Personal information
- Born: Louis Theodor Eichborn 1812 Breslau (now called Wrocław, Poland)
- Died: 9 May 1882 (aged 70) Breslau

Chess career
- Country: Germany

= Louis Eichborn =

German banker and chess player

Louis Eichborn (1812 – 9 May 1882) was a banker and a strong amateur chess player who played a series of casual games against Adolf Anderssen who was among the best players in the world in the 1850s. Almost all of his known games are wins against Anderssen, found in Eichborn's papers after his death.

==Life==
Eichborn was born and lived in Breslau, Germany (now called Wrocław, Poland). As a wealthy banker and keen chess player, Eichborn found time to regularly play the best players in Breslau, most notably Adolf Anderssen.

==The best chess player ever?==
It appears that Eichborn recorded his best games against Anderssen (most of which were wins for Eichborn) in a notebook which was found after his death. The games were published in the book Adolf Anderssen, der Altmeister Schachspielkunst, by Gottschall in 1912.

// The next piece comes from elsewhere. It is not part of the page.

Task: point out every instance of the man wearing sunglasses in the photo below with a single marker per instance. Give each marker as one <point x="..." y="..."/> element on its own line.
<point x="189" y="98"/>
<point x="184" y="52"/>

About 15 other Eichborn's games with other opponents, for example Tassilo von Heydebrand und der Lasa whom he also beat, were published by Deutsche Schachzeitung during his lifetime.

Chessgames.com records 34 games between Eichborn and Anderssen, the results of which were as follows:

- 1851-2: 9 wins, 1 draw, no losses
- 1853: 9 wins, no draws, 1 loss
- 1854-5: 6 wins, no draws, 1 loss
- 1857-9: 6 wins, no draws no losses
- Total: 31 wins, 1 draw, 2 losses

Other sources record 29 Eichborn wins with two incomplete games.

If these results represented all of the games played between the two opponents, such a record against a player who was amongst the best in the world (amongst other victories, Anderssen won the first international chess tournament, held in London in 1851) is unprecedented. Although ratings were not calculated for players in the 1850s, it is possible (for example using a system similar to Chessmetrics) to calculate what Eichborn's rating would have been on the basis of these games. Comparing this calculation against that of other players through history leads to the conclusion that Eichborn is the best chess player of all time. For example, whilst Garry Kasparov's best rating was 2851, and Bobby Fischer's was 2785, Eichborn's performance against Anderssen would have given him a rating of almost 3000.

However, these calculations are highly unlikely to be accurate, particularly because it is not known how many games in total he lost against Anderssen – it is speculated that there may have been many. It is also unclear whether these games were played at odds – based on Anderssen's play in the surviving games, it has been suggested that any drawn game counted as a win for Eichborn.
Realistically, the lack of known games played by Eichborn makes it difficult to assess his playing strength, although it is clear from his surviving games that he was a strong player.